Dopo la preghiera in sette rami inizia la meditazione vera e propria, e alla fine della meditazione, facciamo un'altra dedica.
In sintesi
La meditazione è un processo molto sofisticato e le istruzioni su come farla sono piuttosto precise. Qui abbiamo presentato le istruzioni generali; ogni meditazione specifica avrà istruzioni specifiche. Ma in tutti i casi è molto, molto importante sapere cosa stiamo facendo, come lo stiamo facendo e perché lo stiamo facendo.

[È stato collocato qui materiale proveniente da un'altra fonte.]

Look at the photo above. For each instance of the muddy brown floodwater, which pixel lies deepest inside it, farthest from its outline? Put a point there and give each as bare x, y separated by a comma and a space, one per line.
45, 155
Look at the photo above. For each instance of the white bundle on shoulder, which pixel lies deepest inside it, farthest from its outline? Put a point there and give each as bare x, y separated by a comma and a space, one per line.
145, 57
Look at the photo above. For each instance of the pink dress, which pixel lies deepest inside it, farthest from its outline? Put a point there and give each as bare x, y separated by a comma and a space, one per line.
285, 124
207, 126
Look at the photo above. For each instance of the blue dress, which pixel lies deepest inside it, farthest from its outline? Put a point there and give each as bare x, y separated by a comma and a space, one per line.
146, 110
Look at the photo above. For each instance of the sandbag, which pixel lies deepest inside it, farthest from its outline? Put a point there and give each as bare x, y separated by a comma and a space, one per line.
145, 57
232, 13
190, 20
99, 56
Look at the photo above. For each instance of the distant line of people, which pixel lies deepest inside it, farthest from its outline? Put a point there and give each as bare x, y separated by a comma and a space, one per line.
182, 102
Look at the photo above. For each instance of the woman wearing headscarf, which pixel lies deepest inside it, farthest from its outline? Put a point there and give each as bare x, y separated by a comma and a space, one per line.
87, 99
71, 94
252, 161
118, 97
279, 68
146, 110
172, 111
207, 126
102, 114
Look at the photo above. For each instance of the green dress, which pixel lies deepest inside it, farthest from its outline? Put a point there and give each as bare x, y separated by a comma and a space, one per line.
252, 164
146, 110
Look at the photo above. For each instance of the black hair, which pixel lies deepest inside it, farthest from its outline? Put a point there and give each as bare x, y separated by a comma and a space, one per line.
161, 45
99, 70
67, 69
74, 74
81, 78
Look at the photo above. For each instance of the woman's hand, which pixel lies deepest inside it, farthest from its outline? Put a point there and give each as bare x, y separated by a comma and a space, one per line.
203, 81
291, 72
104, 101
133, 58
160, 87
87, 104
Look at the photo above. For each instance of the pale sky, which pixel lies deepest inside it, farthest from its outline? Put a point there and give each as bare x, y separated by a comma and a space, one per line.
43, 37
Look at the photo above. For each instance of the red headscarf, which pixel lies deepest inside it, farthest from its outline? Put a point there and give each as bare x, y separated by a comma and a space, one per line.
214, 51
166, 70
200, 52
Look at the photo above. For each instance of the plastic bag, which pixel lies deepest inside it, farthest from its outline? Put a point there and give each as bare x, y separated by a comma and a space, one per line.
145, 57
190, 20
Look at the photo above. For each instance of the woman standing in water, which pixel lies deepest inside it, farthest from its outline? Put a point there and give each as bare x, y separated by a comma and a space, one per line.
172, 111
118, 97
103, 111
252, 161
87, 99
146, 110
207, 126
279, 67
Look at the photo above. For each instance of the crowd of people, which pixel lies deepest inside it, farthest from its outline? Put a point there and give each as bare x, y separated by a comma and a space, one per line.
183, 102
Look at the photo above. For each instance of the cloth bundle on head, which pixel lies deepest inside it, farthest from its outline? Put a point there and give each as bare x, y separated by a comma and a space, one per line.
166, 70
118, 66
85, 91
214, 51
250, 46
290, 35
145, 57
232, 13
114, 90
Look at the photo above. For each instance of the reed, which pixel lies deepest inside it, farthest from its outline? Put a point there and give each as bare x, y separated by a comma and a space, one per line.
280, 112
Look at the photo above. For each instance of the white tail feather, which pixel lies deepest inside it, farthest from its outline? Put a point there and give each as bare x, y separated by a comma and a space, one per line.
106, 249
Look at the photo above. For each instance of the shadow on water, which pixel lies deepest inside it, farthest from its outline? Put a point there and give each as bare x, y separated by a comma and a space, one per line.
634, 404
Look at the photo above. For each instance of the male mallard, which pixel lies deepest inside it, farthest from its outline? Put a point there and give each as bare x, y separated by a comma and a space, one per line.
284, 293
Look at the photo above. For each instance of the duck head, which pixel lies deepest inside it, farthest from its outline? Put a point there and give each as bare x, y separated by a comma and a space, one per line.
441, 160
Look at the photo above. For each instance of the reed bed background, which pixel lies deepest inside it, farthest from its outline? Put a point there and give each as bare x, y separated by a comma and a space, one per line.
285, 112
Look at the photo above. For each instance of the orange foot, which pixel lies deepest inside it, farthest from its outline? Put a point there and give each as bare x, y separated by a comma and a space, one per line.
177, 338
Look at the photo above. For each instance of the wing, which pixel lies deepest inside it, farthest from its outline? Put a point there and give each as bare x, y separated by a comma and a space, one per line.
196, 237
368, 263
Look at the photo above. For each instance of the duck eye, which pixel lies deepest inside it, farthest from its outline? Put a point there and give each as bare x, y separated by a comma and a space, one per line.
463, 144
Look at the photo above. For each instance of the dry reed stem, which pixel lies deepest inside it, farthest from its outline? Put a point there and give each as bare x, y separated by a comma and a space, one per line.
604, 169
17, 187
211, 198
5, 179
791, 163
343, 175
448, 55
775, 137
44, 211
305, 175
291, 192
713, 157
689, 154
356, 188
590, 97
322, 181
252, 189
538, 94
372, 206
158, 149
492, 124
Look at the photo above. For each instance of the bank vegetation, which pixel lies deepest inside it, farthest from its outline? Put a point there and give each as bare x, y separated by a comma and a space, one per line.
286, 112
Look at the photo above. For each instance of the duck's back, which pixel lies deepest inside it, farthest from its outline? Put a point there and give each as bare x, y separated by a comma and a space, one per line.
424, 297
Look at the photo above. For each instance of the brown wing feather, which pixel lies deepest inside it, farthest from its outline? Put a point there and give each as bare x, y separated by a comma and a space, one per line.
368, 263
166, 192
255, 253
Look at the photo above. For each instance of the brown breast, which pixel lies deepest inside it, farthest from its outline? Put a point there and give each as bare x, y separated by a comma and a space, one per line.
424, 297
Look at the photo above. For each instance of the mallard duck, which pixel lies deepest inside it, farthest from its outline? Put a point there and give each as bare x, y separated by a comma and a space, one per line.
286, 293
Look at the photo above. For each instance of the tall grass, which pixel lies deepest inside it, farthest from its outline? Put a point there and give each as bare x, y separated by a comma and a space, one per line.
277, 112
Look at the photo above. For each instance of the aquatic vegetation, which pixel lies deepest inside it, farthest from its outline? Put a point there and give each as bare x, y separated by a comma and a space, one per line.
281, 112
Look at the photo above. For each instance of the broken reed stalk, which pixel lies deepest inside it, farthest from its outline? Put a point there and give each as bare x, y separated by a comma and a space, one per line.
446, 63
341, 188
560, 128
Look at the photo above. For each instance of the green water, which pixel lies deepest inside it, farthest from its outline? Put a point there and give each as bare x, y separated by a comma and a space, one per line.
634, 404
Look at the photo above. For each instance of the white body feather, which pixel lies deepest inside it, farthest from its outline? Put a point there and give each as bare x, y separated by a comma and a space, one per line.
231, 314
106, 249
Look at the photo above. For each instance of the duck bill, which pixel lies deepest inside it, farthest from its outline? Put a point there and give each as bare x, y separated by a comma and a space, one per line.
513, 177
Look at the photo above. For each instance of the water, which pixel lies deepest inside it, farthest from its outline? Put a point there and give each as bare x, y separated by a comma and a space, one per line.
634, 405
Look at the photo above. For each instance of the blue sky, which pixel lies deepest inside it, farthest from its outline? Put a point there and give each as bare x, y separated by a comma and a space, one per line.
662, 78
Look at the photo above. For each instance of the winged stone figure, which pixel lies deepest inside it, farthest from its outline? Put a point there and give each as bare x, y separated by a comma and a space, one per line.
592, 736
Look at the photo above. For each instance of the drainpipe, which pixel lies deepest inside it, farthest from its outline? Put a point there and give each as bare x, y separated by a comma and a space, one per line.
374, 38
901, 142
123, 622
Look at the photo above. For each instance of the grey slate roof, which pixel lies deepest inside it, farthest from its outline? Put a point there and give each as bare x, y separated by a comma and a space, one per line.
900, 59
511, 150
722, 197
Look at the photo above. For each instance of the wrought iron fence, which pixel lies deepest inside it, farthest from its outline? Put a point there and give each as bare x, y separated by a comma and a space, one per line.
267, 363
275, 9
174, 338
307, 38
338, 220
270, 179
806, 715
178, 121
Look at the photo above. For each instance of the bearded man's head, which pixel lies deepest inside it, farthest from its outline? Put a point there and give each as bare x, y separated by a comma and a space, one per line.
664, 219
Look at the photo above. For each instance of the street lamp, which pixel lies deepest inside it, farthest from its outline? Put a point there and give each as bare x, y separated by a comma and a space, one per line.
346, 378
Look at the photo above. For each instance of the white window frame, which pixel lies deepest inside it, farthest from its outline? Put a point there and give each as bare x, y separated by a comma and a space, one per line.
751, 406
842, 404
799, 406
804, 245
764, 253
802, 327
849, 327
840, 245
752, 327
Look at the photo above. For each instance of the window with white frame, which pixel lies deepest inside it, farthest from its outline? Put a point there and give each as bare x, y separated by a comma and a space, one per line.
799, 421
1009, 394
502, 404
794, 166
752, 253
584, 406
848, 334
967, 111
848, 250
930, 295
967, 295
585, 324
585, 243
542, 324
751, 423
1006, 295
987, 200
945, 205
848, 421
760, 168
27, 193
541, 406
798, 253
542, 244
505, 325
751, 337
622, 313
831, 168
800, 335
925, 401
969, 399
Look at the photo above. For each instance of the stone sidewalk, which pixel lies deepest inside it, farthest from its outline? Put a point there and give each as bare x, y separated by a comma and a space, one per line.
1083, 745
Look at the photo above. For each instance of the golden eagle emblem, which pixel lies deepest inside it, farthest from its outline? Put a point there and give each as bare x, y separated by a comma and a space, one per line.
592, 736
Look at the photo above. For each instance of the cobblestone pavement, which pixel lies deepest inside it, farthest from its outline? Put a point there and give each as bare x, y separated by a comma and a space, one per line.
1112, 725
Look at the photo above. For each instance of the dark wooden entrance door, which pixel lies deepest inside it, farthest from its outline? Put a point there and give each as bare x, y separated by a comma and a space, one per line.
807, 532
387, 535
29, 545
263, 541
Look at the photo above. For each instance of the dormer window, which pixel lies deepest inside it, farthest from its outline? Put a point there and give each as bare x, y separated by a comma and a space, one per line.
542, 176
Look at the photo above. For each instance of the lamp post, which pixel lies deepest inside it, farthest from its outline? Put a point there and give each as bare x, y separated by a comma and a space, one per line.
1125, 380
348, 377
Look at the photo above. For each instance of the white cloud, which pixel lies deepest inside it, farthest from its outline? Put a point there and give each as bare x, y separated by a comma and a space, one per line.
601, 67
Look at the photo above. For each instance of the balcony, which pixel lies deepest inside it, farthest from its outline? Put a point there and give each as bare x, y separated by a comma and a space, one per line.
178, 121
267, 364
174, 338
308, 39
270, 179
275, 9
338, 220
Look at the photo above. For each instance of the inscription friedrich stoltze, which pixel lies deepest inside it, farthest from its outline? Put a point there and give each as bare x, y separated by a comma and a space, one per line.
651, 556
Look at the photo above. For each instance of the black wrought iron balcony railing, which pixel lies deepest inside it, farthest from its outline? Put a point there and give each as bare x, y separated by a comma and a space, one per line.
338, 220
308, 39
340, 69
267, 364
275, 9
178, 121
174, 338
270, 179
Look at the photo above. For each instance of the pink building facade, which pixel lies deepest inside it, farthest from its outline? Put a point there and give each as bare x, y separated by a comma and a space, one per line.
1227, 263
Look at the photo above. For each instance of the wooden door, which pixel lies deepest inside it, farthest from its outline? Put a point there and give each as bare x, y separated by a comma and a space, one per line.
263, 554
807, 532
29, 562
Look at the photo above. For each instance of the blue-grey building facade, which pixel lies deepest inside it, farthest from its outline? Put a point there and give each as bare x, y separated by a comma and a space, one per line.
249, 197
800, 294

Ci sono alcune tradizioni buddhiste, come la tradizione Zen, che dicono semplicemente: “Siediti, medita e poi capirai strada facendo”. Anche se questo può andare bene per certe persone, potrebbe essere piuttosto difficile per altre. Molte persone trovano questo approccio molto difficile, quindi in questa lezione ho presentato la tradizione indo-tibetana.